Why Webster leans the way it does

This analysis examined 14,881 data points per neighborhood to find what predicts political lean and turnout. The items below are a few correlations that stood out for Webster, not a ranked or complete list of what matters most.

Areas with high college attainment vote Democratic. About 71% of adults in Webster hold a bachelor's degree, about 43 points above the U.S. average of 28%. A high never-married share predicts Democratic voting, and about 83% of adults in Webster have never been married, in the top fraction of neighborhoods.

Homeownership and voter turnout

Places with renter-heavy households tend to turn out at a lower rate; Webster, Orono, ME sits in the bottom tenth nationally on this measure.

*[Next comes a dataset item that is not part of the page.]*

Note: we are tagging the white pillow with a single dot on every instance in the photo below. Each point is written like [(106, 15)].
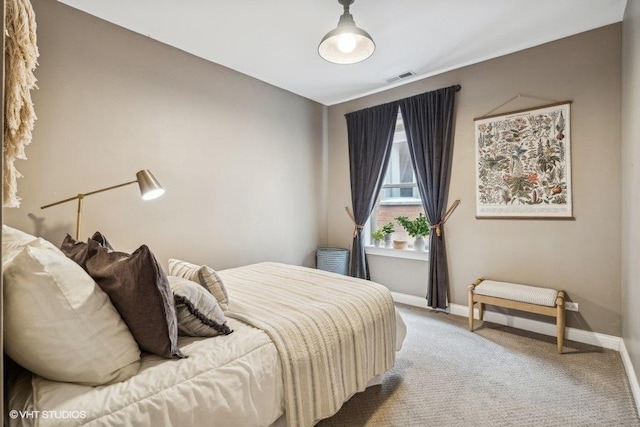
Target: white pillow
[(59, 324), (13, 240)]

Why turnout in Webster looks the way it does

Renters vote less often than owners. About 75% of households in Webster rent, about 50 points above the U.S. average of 25%. Learn more about the findings and methodology on the political spectrum map.

Sources and methodology

Precinct-level voting records used to fit the model come from Maine Secretary of State, Bureau of Corporations Elections and Commissions, distributed by the Voting and Election Science Team. Demographic inputs come from the U.S. Census Bureau (ACS 5-year estimates and the 2020 Decennial Census). Health and environmental inputs come from the CDC (PLACES and the Environmental Justice Index). Land cover comes from the USGS and EPA. Election-day and lead-up weather come from PRISM 4km daily grids and the NOAA Global Historical Climatology Network. Mail-voting and election-administration patterns come from the MIT Election Lab's Survey of the Performance of American Elections. Block-group crime detail comes from CrimeGrade. Internet data and modeling support provided by ISPreports.org.

Modeling and analysis by the BestNeighborhood data science team. ME did not have precinct-level voting records available for training, so the figures here come from extrapolation across demographic, health, and land-use features rather than local ground truth. Full methodology and findings: political spectrum map.

Methodology reviewed by the BestNeighborhood data team. Last updated May 2026.